4.4 llama.cpp — Run Anywhere

# Build llama.cpp
git clone https://github.com/ggerganov/llama.cpp
cd llama.cpp
cmake -B build -DGGML_CUDA=ON  # or -DGGML_METAL=ON for Mac
cmake --build build -j

# Run inference
./build/bin/llama-cli \
    -m models/llama-2-7b-Q4_K_M.gguf \
    -p "Explain transformers in simple terms:" \
    -n 256 \
    --temp 0.7 \
    --threads 8 \
    --n-gpu-layers 35    # offload layers to GPU

# Run as OpenAI-compatible server
./build/bin/llama-server \
    -m models/llama-2-7b-Q4_K_M.gguf \
    --host 0.0.0.0 \
    --port 8080 \
    --n-gpu-layers 35 \
    --ctx-size 4096 \
    --parallel 4         # concurrent requests

When to use llama.cpp: CPU inference, Mac (Metal), edge devices, laptops, or anywhere without NVIDIA GPUs. Also great for local development and testing.
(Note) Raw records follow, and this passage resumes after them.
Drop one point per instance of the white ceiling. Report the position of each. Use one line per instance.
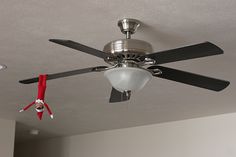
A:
(80, 103)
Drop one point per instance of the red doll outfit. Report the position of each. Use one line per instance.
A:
(40, 99)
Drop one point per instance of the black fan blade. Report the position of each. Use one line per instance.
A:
(80, 47)
(191, 79)
(189, 52)
(66, 74)
(117, 96)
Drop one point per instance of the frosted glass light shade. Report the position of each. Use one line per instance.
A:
(127, 78)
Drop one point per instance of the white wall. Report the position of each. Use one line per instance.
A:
(202, 137)
(7, 135)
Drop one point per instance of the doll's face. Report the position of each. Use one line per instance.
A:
(39, 106)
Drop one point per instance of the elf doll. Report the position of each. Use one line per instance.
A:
(39, 102)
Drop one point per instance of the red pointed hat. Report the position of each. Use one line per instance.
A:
(40, 115)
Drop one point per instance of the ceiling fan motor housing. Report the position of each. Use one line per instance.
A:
(127, 49)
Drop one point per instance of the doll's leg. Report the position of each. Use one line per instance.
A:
(27, 107)
(49, 110)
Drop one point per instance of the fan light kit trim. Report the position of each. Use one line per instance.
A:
(128, 57)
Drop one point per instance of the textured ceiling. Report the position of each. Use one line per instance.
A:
(80, 103)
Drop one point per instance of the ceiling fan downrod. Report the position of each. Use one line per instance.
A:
(128, 26)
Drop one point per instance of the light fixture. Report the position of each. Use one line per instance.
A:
(128, 78)
(2, 66)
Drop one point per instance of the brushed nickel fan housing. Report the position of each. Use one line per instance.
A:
(128, 49)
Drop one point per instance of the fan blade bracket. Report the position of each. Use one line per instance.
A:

The GGUF quantization ecosystem is unmatched for consumer hardware.


5. Multi-GPU Strategies

Multi-GPU Deployment Strategies
═══════════════════════════════════════════════════════════════

  Tensor Parallelism (TP) — Split each layer across GPUs
  ─────────────────────────────────────────────────────

  GPU 0              GPU 1              GPU 2              GPU 3
  ┌──────────┐      ┌──────────┐      ┌──────────┐      ┌──────────┐
  │ Layer 1   │      │ Layer 1   │      │ Layer 1   │      │ Layer 1   │
  │ cols 0-1K │◄────►│ cols 1-2K │◄────►│ cols 2-3K │◄────►│ cols 3-4K │
  │ Layer 2   │      │ Layer 2   │      │ Layer 2   │      │ Layer 2   │
  │ cols 0-1K │◄────►│ cols 1-2K │◄────►│ cols 2-3K │◄────►│ cols 3-4K │
  │    ...    │      │    ...    │      │    ...    │      │    ...    │
  └──────────┘      └──────────┘      └──────────┘      └──────────┘
  All-reduce after each layer. Needs fast interconnect (NVLink).
  Best for: latency-sensitive serving (1 model, multiple GPUs)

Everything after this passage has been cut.